Eating disorders are an addiction… And anyone who has ever had any addiction knows that you can’t just “quit”. It takes time and it takes a true desire. Even in the beginning of our marriage I still struggled, and faltered. It took me some time to become pregnant with Sawyer because I was not ovulating. I was petrified that I had ruined my chances of being a mother. After 3 rounds of fertility pills, I became pregnant, and that was Sawyer.
I knew that I wanted to be a healthy and wonderful and energetic mother, and I could not do that with an eating disorder. I have been much healthier since that stick showed two lines on it. But I am not going to lie- addictions are a never ending battle.. For the most part I am healthy, but of course now and again I have days that are not so good and I find myself wishing I had the willpower to just not eat. Those days are rare, but they still come up now and again. And in talking with other bloggers who have faced similar struggles, I have found they also feel the same way. I will never 100 percent be over it, but it comes down to coping mechanisms. And knowing that we are not alone helps so much, knowing there is always someone out there who can completely understand me helps. My bad days are few and far between at this point in my life, but I wanted to share my story to let those who have those bad days, too, even if they are much more frequent, know YOU ARE NOT ALONE AND YOU HAVE NOTHING TO BE ASHAMED OF.

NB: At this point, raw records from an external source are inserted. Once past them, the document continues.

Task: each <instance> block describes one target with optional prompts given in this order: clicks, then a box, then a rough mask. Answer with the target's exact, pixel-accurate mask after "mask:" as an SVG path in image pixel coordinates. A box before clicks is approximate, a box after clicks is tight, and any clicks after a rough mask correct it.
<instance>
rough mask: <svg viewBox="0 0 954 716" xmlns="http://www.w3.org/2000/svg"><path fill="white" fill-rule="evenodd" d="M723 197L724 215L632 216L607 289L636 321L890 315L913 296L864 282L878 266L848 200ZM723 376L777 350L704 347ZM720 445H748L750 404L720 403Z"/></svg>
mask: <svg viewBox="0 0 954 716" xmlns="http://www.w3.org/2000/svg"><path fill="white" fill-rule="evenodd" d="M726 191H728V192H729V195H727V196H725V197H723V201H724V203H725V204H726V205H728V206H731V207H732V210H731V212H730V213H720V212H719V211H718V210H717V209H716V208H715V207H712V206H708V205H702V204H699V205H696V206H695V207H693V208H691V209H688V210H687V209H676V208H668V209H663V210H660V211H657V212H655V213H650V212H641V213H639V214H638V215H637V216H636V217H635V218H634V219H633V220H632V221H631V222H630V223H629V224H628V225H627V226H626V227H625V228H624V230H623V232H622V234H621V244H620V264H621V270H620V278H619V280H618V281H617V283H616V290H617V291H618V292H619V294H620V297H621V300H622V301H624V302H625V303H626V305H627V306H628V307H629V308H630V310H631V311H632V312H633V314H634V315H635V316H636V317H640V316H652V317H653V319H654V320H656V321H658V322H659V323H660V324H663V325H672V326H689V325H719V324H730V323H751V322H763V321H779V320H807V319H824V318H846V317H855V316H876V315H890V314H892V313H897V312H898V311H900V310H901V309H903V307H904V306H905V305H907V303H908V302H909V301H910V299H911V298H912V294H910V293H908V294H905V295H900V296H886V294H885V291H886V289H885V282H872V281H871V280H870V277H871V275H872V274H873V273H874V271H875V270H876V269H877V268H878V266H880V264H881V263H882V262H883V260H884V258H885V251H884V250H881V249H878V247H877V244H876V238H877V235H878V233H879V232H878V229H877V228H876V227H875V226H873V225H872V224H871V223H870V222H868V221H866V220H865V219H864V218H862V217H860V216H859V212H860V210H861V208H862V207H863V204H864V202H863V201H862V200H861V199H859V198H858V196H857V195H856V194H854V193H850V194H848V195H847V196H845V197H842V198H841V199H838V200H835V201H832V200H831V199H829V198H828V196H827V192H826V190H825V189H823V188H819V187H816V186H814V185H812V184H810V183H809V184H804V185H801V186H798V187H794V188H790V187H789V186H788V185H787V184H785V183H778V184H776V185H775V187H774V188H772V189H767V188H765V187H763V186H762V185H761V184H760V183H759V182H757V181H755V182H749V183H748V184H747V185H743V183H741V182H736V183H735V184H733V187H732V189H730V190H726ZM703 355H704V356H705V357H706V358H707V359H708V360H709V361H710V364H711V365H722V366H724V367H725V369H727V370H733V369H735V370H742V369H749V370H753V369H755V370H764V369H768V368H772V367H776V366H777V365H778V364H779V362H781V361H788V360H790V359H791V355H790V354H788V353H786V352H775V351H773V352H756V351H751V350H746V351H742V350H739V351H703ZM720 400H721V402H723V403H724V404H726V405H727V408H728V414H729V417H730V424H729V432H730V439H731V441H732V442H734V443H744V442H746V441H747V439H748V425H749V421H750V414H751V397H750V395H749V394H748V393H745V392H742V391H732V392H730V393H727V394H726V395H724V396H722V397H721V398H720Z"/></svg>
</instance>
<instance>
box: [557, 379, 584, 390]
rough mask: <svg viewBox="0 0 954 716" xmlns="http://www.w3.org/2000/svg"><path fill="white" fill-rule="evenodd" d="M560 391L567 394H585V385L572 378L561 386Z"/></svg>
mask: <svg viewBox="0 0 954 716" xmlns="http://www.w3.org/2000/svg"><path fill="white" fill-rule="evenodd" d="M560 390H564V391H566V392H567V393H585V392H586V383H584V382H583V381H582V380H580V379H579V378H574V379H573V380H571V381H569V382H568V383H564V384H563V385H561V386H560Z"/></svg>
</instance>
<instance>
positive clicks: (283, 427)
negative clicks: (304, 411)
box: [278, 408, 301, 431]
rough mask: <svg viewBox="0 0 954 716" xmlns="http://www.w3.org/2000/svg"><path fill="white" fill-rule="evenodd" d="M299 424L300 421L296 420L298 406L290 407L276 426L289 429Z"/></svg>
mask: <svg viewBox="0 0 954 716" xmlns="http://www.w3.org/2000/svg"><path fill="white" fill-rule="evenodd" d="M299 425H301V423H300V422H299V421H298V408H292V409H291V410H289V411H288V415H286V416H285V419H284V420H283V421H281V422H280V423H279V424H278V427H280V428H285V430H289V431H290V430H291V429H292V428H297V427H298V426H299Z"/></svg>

I cannot say that I am glad for all that I have gone through. I am not. I wish with all my heart that I had never been raped and that the eating disorder hadn’t followed. I also wish that I had not pushed my family away. But all that has happened in my life, has made me who I am today. I stay open with my children, and I plan to tell them this story when they are old enough to understand. It won’t be easy, but I want them to know so that they never have to go through any of the darkness that I went through. I am hoping that me going through it was enough for all of us. I am hoping that my kids always see how wonderful and beautiful they are, and never walk in shame or darkness.
That is my wish for my children, but also my wish for any of you reading this who might be struggling. What I love most about blogging is the love, friendship, and support. I know you all accept me for who I am; and in turn, I accept you for who you are. And most importantly today, I not only accept me for me, but when I look in the mirror I am pretty happy with the woman looking back at me. It’s taken me time to get here, but I am here. And I plan to stay.